Show current unit state:

metinctl status

Show a quick operational summary:

metinctl summary

Show declared ports and whether they are currently listening:

metinctl ports --live

Verify that enabled client-visible public channels are active and listening:

metinctl public-ready

Show recent real auth failures and skip smoke-test logins:

metinctl auth-failures

Show recent auth success/failure flow:

metinctl auth-activity

Show only recent auth failures including smoke tests:

metinctl auth-activity --status failure --include-smoke

Show auth activity grouped by IP:

metinctl auth-ips

Show the latest runtime errors collected from all syserr.log files:

metinctl recent-errors

Show the most repeated runtime errors in the last 24 hours:

metinctl error-summary

Include smoke-test failures too:

metinctl auth-failures --include-smoke

Show recent login sessions from log.loginlog2:

metinctl sessions

Show only sessions that still have no recorded logout:

metinctl sessions --active-only

Show stale open sessions older than 30 minutes:

metinctl session-audit

Use a different stale threshold:

metinctl session-audit --stale-minutes 10

Restart only channel 1 cores:

metinctl restart channel:1

Restart one specific game instance:

metinctl restart instance:channel1_core2

Tail auth logs:

metinctl logs auth -n 200 -f

Run the deeper end-to-end healthcheck:

metinctl healthcheck --mode full

Run the lighter readiness probe:

metinctl healthcheck --mode ready

Wait until a restarted stack is login-ready:

metinctl wait-ready

List core files currently present in the runtime tree:

metinctl cores

Generate a backtrace for the newest core file:

metinctl backtrace

Generate a backtrace for one specific core file:

metinctl backtrace --core channels/channel1/core1/core.2255450

Collect an incident bundle with logs, unit status, port state and repository revisions:

metinctl incident-collect --tag auth-timeout --since "-20 minutes"

List the most recent incident bundles:

metinctl incidents

systemd installer behavior

deploy/systemd/install_systemd.py now uses the same inventory and installs metinctl.

It also reconciles enabled game instance units against the selected channels:

  • selected game units are enabled
  • stale game units are disabled
  • if --restart is passed, stale game units are disabled with --now
  • installs now refuse an auth/internal-only channel selection unless you pass --allow-internal-only

This makes channel enablement declarative instead of depending on whatever happened to be enabled previously.

Crash / Incident Pipeline

The Debian deployment now also installs:

  • /usr/local/sbin/metin-collect-incident
  • /usr/local/sbin/metin-core-backtrace

The collector creates a timestamped bundle under:

  • /var/lib/metin/incidents

Each bundle contains:

  • repo revisions for m2dev-server and m2dev-server-src
  • systemctl status for the whole stack
  • recent journalctl output per unit
  • listener state from ss -ltnp
  • tailed runtime syslog.log and syserr.log files
  • metadata for any core* files found under runtime/server/channels
  • metadata for the executable inferred for each core file

If you call it with --include-cores, matching core files are copied into the bundle as well.
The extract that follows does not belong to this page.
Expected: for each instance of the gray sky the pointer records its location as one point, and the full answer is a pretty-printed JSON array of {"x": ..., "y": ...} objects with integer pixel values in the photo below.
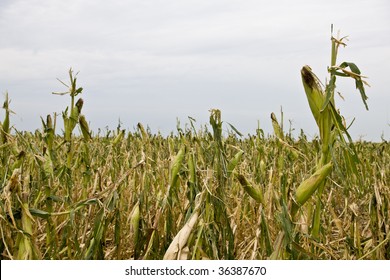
[{"x": 156, "y": 61}]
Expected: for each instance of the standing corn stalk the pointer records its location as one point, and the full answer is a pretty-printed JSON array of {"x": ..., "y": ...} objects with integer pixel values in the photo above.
[{"x": 330, "y": 125}]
In the same mode, the inferred executable files are copied too, so a later redeploy does not destroy your ability to symbolicate the crash with the original binary snapshot.
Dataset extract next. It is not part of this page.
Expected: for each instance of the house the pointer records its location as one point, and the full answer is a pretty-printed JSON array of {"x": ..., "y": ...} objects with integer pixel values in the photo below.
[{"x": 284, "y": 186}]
The runtime units now also declare LimitCORE=infinity, so after the next service restart the processes are allowed to emit core dumps when the host kernel/core policy permits it.
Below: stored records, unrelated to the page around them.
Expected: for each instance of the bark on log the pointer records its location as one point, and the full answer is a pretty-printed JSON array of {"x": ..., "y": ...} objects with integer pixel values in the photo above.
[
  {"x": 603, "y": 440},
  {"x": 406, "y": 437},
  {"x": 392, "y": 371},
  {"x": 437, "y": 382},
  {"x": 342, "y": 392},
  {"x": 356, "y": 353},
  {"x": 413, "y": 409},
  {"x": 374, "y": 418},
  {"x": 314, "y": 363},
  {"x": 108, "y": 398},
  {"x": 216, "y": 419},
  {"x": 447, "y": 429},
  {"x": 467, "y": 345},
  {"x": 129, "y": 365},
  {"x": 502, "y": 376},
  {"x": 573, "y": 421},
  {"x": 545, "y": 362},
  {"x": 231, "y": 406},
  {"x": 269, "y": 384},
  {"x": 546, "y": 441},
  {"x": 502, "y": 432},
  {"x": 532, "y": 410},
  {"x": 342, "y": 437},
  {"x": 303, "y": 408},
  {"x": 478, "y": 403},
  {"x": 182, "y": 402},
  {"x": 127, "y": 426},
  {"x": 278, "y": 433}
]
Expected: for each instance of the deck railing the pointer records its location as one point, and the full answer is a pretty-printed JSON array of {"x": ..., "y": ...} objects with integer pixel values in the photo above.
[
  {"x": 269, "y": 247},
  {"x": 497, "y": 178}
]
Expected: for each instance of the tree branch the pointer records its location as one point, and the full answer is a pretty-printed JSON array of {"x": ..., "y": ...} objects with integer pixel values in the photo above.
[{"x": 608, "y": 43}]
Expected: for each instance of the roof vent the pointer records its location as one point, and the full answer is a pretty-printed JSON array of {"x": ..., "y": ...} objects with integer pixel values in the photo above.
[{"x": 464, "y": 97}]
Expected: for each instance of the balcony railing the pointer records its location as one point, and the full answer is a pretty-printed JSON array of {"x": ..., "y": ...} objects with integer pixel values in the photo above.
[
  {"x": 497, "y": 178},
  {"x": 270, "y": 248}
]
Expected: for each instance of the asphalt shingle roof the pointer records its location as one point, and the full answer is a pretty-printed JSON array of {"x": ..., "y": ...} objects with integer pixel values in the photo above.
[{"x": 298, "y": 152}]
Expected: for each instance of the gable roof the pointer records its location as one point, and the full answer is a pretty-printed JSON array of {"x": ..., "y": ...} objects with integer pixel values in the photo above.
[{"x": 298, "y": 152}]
For quick manual crash triage outside the incident bundle flow, use:

metinctl backtrace

It defaults to the newest core file under the runtime tree, infers the executable path, and uses gdb or lldb when present on the host. If no supported debugger is installed, it still prints file/readelf metadata for the core and executable. If the current executable is newer than the core file, the helper prints an explicit warning because the backtrace may no longer match the crashed binary.